Doctors in Residence
Dr. Lauren Wagener says she discovered roller derby before she enrolled in medical school, and continued to play while earning that degree.
She told BusinessWest she started playing in a league, taking shifts as both a ‘jammer’ and a ‘blocker,’ terms most Baby Boomers might remember — that’s might — from when they watched the sport on TV back in the ’70s.
Things are different now, said Wagener, noting that today’s game features less violence and fewer of the pro-wrestling-like antics that Boomers might remember.
“Roller derby has revamped into more of a fully realized team sport with rules and regulations and safety — we’re not allowed to trip, no punching, no hitting,” said Wagener, who did some extensive research on the scene well before she moved here and identified two leagues she might play in locally.
But she has a few problems.
The first is a completely torn anterior cruciate ligament in her knee, an injury suffered while playing the sport; she is scheduled to have surgery soon. The second is that she just started her residency at Baystate Medical Center.
“No one likes working on the computer, on the notes; it’s the patient care everyone enjoys. This is what internal medicine offers, and I wanted to be a part of that.”
And while residents don’t have the crazy schedules they did until a decade or so ago, they still put in 80 hours a week over six days, the equivalent of two full-time jobs. That won’t leave much time for roller derby, although Wagener is determined to make some — after the knee is healed, of course.
In the meantime, she plans to take some of the lessons she’s learned from roller derby about teamwork into her daily duties at Baystate’s Mason Square Neighborhood Health Center and myriad other settings she finds herself in. And there are many such lessons, as she will explain later.
Wagener is one of 90 new residents and fellows to arrive at Baystate this summer to begin the next chapter in their healthcare education. Each one has a different and compelling story.
Dr. Zoha Kahn is from Pakistan. But she was already quite familiar with Baystate and Western Mass. before starting her residency a few weeks ago because her sister is a cardiology fellow at the hospital, and her brother-in-law is a pulmonary and critical-care fellow.
Kahn is an internal-medicine resident who hasn’t quite figured out what she wants to a specialize in, and plans to spent at least the next year narrowing her focus.
“Internal medicine is very broad — you deal with everything,” she explained. “This gives you the opportunity to look at the full spectrum of diseases before choosing what you want to do; I get to find out what I truly like.”

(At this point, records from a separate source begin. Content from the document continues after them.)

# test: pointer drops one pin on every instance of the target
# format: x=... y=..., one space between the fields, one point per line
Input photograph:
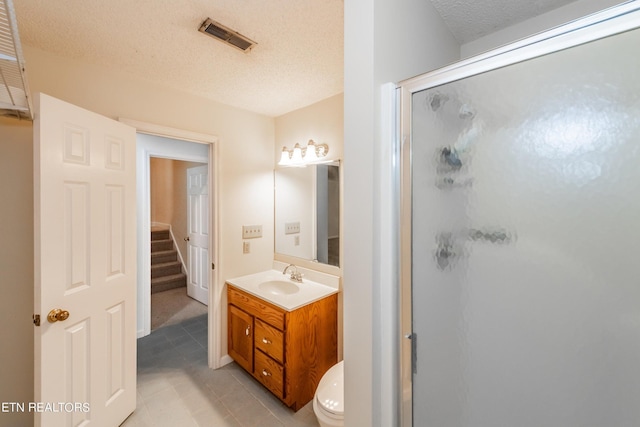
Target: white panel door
x=85 y=264
x=198 y=227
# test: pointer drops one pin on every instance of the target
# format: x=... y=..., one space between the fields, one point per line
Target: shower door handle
x=414 y=355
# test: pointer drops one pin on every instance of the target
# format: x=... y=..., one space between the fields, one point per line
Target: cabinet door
x=241 y=337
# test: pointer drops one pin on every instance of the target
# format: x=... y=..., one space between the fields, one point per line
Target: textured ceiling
x=298 y=59
x=471 y=19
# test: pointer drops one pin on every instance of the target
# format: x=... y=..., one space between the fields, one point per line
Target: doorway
x=160 y=141
x=179 y=211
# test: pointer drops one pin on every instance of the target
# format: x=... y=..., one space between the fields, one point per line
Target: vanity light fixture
x=301 y=156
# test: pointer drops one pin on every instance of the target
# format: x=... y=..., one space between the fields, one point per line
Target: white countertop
x=309 y=291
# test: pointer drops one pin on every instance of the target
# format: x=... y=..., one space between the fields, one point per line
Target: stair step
x=165 y=269
x=160 y=235
x=161 y=245
x=165 y=283
x=160 y=257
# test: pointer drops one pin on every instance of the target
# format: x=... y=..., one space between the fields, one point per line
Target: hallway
x=176 y=388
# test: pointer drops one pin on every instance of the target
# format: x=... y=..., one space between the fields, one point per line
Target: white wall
x=546 y=21
x=385 y=41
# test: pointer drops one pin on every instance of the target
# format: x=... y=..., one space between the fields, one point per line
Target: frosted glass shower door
x=525 y=243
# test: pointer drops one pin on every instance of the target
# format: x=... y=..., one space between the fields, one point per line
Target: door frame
x=612 y=21
x=144 y=227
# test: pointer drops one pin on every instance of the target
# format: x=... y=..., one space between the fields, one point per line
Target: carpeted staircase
x=166 y=270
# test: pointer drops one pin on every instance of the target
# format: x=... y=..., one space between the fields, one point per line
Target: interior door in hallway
x=85 y=266
x=198 y=228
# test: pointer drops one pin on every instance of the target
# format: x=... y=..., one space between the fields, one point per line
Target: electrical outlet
x=291 y=228
x=251 y=231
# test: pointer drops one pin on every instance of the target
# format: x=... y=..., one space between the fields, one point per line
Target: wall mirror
x=307 y=213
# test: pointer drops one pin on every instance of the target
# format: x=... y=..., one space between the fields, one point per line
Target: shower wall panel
x=525 y=242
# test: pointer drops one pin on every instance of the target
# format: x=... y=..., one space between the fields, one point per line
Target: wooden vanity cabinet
x=287 y=351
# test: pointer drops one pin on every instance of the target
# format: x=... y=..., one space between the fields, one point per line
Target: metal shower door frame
x=609 y=22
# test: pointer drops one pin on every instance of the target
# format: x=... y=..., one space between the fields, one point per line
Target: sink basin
x=279 y=287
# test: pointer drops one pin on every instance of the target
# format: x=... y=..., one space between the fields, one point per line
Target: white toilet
x=328 y=403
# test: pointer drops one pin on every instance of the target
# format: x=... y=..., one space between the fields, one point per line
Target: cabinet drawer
x=270 y=373
x=269 y=340
x=256 y=307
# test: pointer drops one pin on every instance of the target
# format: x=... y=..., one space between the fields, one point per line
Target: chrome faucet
x=296 y=276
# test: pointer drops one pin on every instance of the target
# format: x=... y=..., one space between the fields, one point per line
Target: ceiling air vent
x=226 y=35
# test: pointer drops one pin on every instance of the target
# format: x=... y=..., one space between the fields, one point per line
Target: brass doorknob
x=57 y=314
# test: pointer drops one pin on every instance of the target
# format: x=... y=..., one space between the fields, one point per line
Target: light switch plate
x=291 y=228
x=251 y=231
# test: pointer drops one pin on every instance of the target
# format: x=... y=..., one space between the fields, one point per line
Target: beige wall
x=244 y=155
x=244 y=161
x=168 y=179
x=16 y=267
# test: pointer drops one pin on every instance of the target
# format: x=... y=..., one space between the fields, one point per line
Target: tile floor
x=177 y=388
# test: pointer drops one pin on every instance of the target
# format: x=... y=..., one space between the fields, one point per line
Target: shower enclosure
x=521 y=233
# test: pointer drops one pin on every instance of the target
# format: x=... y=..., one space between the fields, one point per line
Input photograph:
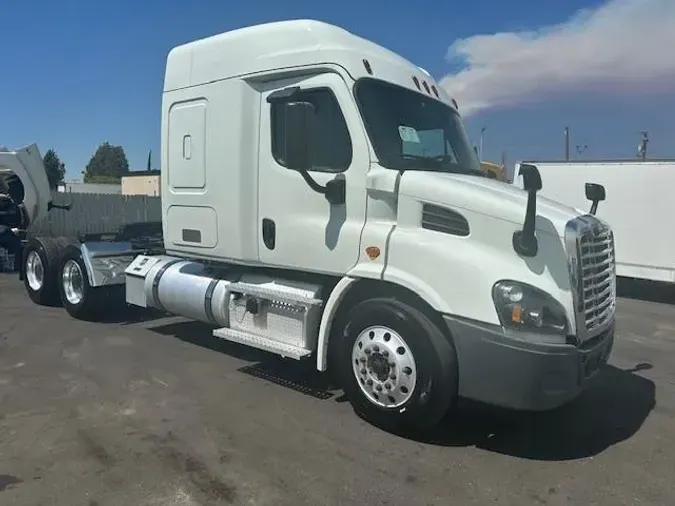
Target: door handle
x=269 y=230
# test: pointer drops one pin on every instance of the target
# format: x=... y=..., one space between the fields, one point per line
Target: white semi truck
x=641 y=193
x=321 y=200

Dr. Tiago Martins, meanwhile, is from Ludlow. While attending Ludlow High School, he took part in a job-shadowing program that brought him to Baystate Medical Center, an experience that inspired him to choose healthcare as a career. Later, he did rotations at Baystate while attending the University of New England College of Osteopathic Medicine in Maine and was actually on a trauma-surgery rotation at the hospital when he learned he had matched there.
Today, he’s essentially starting his professional career there with the stated goal of becoming a hospitalist, a specialist who, as that name implies, cares for individuals while they are hospitalized.
“It provides a different type of challenge,” he said of the hospitalist role. “You see patients not on a long scale, like a primary-care physician does, but you deal with more healthcare needs, and you also get to work with them more on a social level; I really enjoy it.”
For this issue and its focus on education, BusinessWest talked with these residents and some of their supervisors about these intense experiences and how they help these newly minted doctors prepare for the careers in front of them.
Kahn told BusinessWest there is certainly no shortage of poverty in Pakistan. She cared for that population while attending medical school in that country, and she said she’s generally aware of the myriad challenges that those living in poverty — there and here — face as they struggle to survive day to day.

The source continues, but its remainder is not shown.